Lis reached out, and it seemed like she was handing over a cigarette. She wasn’t.
It was a fragment of black iron that was uncomfortable to hold.
“From Maricica.”
“Abyssal?”
Lis nodded, drawing on her cigarette.
Leaving Kira-Lynn to find what she needed to do with Stefan to fix him.
“He’s a weasel,” Lis said. “A very good one that’s easy to underestimate. Because he’s worthy of very little estimation.”
In the solar plexus. She pushed the kernel of tainted metal in, The spirit moved, uncomfortable, but it was fixed in place. Stefan, unaware and detached, grimaced, writhing, but couldn’t get away as she pressed it in, insistent.

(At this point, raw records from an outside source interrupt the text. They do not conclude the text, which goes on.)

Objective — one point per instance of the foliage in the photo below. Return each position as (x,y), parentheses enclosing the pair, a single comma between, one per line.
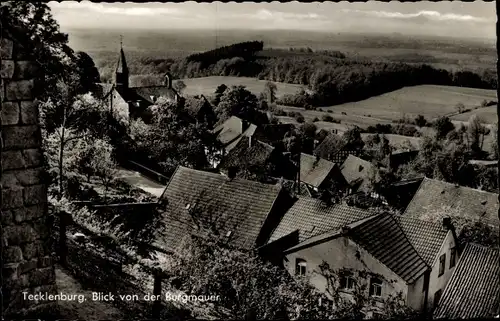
(239,102)
(443,126)
(270,91)
(179,86)
(172,139)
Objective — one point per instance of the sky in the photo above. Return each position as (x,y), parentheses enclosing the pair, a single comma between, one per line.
(446,18)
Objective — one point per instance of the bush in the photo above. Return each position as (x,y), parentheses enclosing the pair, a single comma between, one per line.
(299,118)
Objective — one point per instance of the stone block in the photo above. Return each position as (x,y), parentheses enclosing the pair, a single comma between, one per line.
(45,261)
(36,194)
(28,266)
(7,71)
(41,276)
(12,198)
(29,112)
(21,137)
(6,48)
(12,254)
(21,234)
(33,157)
(29,213)
(13,159)
(6,218)
(25,70)
(10,113)
(19,89)
(23,177)
(41,228)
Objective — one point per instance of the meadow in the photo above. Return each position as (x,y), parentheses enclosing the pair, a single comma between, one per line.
(207,85)
(431,101)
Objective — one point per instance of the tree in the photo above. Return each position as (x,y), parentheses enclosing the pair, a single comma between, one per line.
(239,102)
(420,121)
(352,138)
(477,131)
(460,108)
(270,91)
(443,126)
(218,93)
(179,86)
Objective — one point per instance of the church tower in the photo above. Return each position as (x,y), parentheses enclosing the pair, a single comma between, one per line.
(121,72)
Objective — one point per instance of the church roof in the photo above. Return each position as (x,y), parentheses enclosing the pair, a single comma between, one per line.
(121,66)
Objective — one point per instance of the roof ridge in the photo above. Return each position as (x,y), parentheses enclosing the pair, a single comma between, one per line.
(414,195)
(408,239)
(457,185)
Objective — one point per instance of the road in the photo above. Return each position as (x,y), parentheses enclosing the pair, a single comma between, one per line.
(138,180)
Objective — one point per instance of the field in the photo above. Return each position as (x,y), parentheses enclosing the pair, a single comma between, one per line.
(207,85)
(428,100)
(487,115)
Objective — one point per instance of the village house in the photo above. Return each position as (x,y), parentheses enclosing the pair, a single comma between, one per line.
(435,198)
(335,149)
(243,211)
(473,290)
(319,174)
(258,158)
(129,102)
(358,174)
(387,254)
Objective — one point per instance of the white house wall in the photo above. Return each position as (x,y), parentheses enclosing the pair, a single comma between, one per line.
(437,282)
(340,254)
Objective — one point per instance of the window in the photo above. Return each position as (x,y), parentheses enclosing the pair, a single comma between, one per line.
(437,297)
(442,263)
(375,287)
(453,257)
(300,267)
(426,281)
(347,282)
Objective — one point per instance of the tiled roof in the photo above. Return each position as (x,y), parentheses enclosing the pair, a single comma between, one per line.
(473,290)
(195,104)
(232,130)
(397,141)
(357,172)
(290,185)
(102,90)
(435,198)
(314,170)
(243,155)
(383,237)
(237,206)
(330,145)
(272,133)
(426,237)
(152,93)
(313,217)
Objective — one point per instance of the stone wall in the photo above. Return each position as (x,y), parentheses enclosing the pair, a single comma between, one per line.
(26,255)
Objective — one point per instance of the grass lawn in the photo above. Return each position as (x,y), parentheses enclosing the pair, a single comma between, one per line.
(207,85)
(487,115)
(431,101)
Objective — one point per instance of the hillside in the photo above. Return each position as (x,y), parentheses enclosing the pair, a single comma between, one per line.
(207,85)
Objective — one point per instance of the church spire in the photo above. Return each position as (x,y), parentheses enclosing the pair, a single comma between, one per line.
(121,72)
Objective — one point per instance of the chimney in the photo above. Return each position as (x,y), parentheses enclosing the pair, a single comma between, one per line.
(447,223)
(231,172)
(168,81)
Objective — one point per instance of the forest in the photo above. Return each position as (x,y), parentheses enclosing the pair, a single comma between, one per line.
(333,77)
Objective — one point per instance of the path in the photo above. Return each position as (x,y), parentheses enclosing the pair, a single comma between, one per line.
(143,182)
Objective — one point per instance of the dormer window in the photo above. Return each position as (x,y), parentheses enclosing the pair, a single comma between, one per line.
(347,282)
(375,287)
(300,267)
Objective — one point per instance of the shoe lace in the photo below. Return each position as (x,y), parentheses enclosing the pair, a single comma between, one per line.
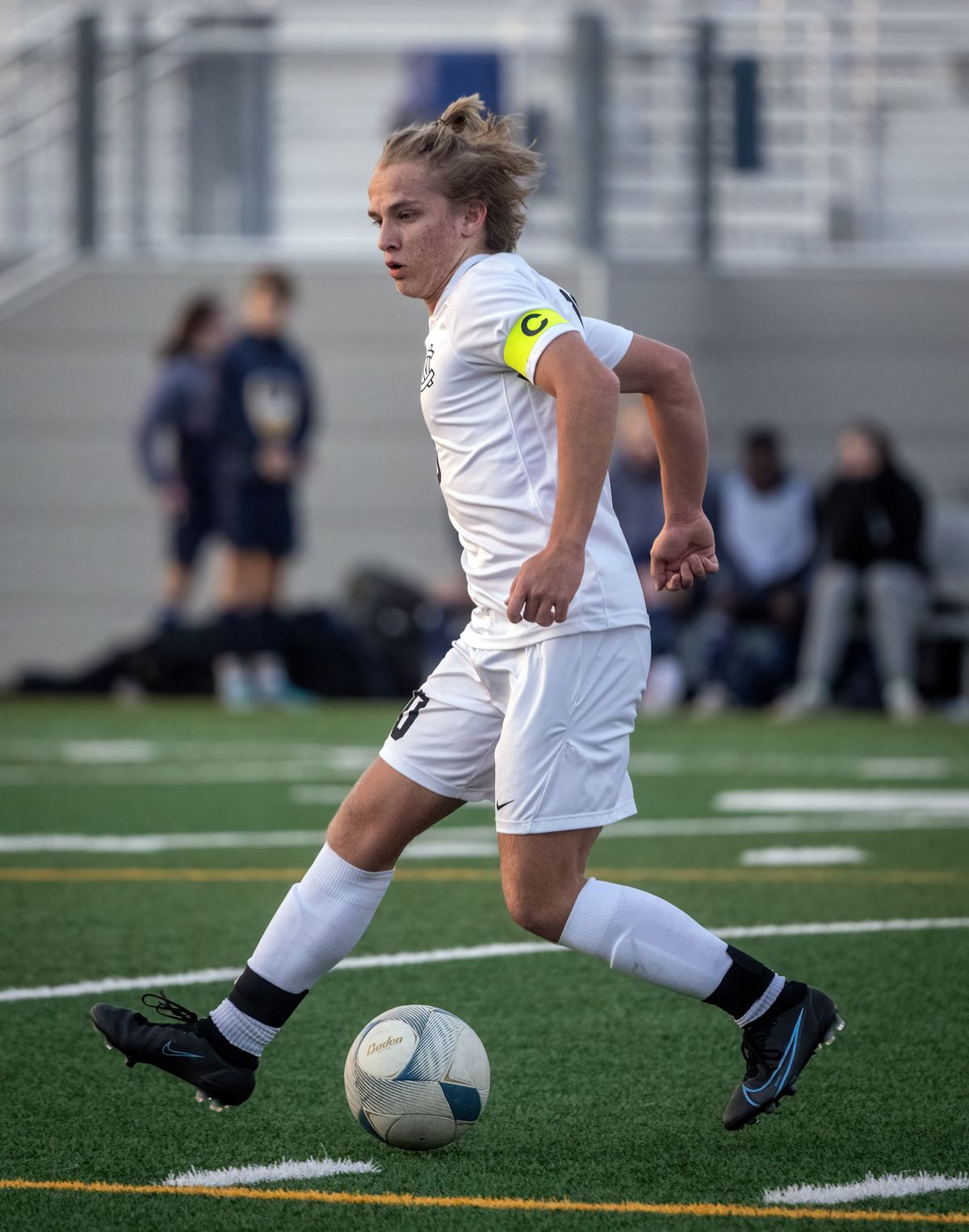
(168,1008)
(757,1051)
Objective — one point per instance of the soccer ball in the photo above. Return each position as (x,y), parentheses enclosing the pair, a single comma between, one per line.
(417,1077)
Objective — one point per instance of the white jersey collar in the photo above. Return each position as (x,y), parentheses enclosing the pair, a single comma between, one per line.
(457,276)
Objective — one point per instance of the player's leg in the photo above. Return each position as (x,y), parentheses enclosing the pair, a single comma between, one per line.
(563,751)
(548,894)
(893,593)
(438,755)
(233,687)
(828,624)
(318,923)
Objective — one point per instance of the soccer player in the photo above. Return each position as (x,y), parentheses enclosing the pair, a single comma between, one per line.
(533,705)
(265,415)
(174,443)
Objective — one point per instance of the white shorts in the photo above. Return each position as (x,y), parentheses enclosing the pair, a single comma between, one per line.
(542,730)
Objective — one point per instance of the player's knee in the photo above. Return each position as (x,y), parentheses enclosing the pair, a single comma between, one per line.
(537,910)
(363,837)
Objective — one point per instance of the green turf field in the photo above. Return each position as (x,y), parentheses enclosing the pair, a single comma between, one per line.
(605,1091)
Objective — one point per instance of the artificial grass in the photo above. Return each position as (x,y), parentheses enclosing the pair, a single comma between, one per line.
(603,1089)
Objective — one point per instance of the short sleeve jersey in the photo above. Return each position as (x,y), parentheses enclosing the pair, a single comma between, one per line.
(497,443)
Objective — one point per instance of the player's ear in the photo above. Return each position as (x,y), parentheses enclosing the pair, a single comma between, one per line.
(473,218)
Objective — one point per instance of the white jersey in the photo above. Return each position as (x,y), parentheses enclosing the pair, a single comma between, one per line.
(495,435)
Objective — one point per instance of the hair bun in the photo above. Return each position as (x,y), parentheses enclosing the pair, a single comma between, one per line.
(464,115)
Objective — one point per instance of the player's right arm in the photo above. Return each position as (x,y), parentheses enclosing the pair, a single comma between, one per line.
(684,549)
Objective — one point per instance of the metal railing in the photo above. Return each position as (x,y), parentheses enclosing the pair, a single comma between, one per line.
(761,134)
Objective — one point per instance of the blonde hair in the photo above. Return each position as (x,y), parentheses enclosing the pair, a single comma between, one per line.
(473,155)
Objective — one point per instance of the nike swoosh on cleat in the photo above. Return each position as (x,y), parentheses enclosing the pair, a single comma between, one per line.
(786,1062)
(174,1053)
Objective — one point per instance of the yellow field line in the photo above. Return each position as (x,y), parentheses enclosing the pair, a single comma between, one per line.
(711,1210)
(725,877)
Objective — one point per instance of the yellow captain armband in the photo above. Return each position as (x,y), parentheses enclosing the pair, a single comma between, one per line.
(526,331)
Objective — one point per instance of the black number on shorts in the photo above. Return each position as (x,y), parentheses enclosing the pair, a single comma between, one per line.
(408,716)
(572,301)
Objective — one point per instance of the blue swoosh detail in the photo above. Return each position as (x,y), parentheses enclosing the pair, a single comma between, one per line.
(787,1055)
(174,1053)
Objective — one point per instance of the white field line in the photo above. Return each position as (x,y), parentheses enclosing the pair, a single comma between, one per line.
(472,842)
(345,757)
(462,843)
(792,764)
(286,1169)
(893,1184)
(497,950)
(708,827)
(791,858)
(791,800)
(178,775)
(312,793)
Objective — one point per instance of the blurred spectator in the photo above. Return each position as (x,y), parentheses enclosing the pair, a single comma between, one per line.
(637,498)
(870,528)
(174,443)
(765,541)
(262,425)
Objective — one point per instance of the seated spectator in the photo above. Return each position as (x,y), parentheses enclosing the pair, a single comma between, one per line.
(637,498)
(765,542)
(870,525)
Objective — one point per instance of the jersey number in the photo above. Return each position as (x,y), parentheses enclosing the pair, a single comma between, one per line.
(408,716)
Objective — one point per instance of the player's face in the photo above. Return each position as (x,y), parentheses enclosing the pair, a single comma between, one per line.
(422,236)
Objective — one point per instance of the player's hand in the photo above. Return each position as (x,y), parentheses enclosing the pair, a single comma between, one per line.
(546,586)
(275,464)
(684,553)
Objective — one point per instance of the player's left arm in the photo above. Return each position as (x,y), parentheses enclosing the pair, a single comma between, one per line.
(685,549)
(586,404)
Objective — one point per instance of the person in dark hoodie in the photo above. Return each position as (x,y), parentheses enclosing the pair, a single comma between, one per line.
(870,519)
(265,417)
(174,443)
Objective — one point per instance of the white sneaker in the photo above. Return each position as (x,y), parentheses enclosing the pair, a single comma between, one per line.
(665,687)
(903,701)
(804,699)
(233,685)
(712,700)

He needed the right mindset, and the solar plexus was where the spirit processed things. To process in a darker, more driven light, to feel out for opportunity with instinct. To be a bit meaner, as a general effect.
She re-aligned Stefan. Spirit, now with kernel inside, merged and overlapped with body. He made faces, gasping, as the kernel wormed its way in through flesh, leaving only a scab behind.
She turned to Teddy, “You do me next. Mercy and compassion tends to sit between the throat and heart.”
“You’re serious. I’m not trained for this. I barely get it.”
“I’ll run you through it. Kill my mercy and compassion. If we don’t like it, we can reverse it. But I can promise you, shit is going to go down by the time we’re done with our patient, here.”